Using the famous closed form for the Fibonacci numbers and some power series, we can establish that your sum is the same as $$\frac{(-2)^{-n} (1+\sqrt{5})^{-n-1} (2 (1+\sqrt{5}))^{2n}+(3+\sqrt{5}) (-4)^n-(5+\sqrt{5}) (-2 (1+\sqrt{5}))^n)}{\sqrt{5}}$$ Although this will probably not satisfy you, it is irrefutably a closed form for this sum.

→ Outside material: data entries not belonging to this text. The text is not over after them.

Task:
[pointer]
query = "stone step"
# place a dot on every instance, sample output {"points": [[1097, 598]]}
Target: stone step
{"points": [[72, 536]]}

It might be possible to transform it into a nicer one though...

Answer 2

Prove by induction that $$\sum_{i = 0}^{n}(-1)^{i}F_i = (-1)^nF_{n-1}-1$$

assuming that you have $F_{-1}=-1, F_0=0, F_1=1$

Answer 3

Let $A_n=\sum_{k=0}^{n}(-1)^{n-k} F_k$. Since: $$ \frac{x}{1-x-x^2}=\sum_{k\geq 0} F_{k}\,x^k,\tag{1} $$ we have: $$ A_n = [x^n]\left(\frac{1}{1+x}\cdot\frac{x}{1-x-x^2}\right),\tag{2} $$ but by partial fraction decomposition and $(1)$: $$ \forall n\geq 1,\qquad A_n = [x^n]\left(1-\frac{1}{1+x}+\frac{x^2}{1-x-x^2}\right) = F_{n-1}-(-1)^n\tag{3}$$ hence:

$$ \forall{n\geq 1},\qquad \sum_{k=0}^{n}(-1)^k F_k = (-1)^n F_{n-1}-1.\tag{4} $$

Answer 4

Assuming, $ F_{0} = 0 \ and\ F_{1} = 1 $.

We have two properties of Fibonacci numbers link

$ F_{1} + F_{3} + .... + F_{2*n-1} = F_{2*n} $

$ F_{2} + F_{4} + .... + F_{2*n} = F_{2*n+1} -1 $

$(-1)^0 F_0+(-1)^1 F_1+(-1)^2 F_2+\cdots+(-1)^n F_{2*n}= F_{2*n+1} - F_{2*n} - 1$

Hope this will help you.

Answer 5

Let $$ S_n=(-1)^0 F_0+(-1)^1 F_1+(-1)^2 F_2+\cdots+(-1)^n F_n. $$ If $F_0=F_1=1$ then $S_n=(-1)^n F_{n-1}+1$.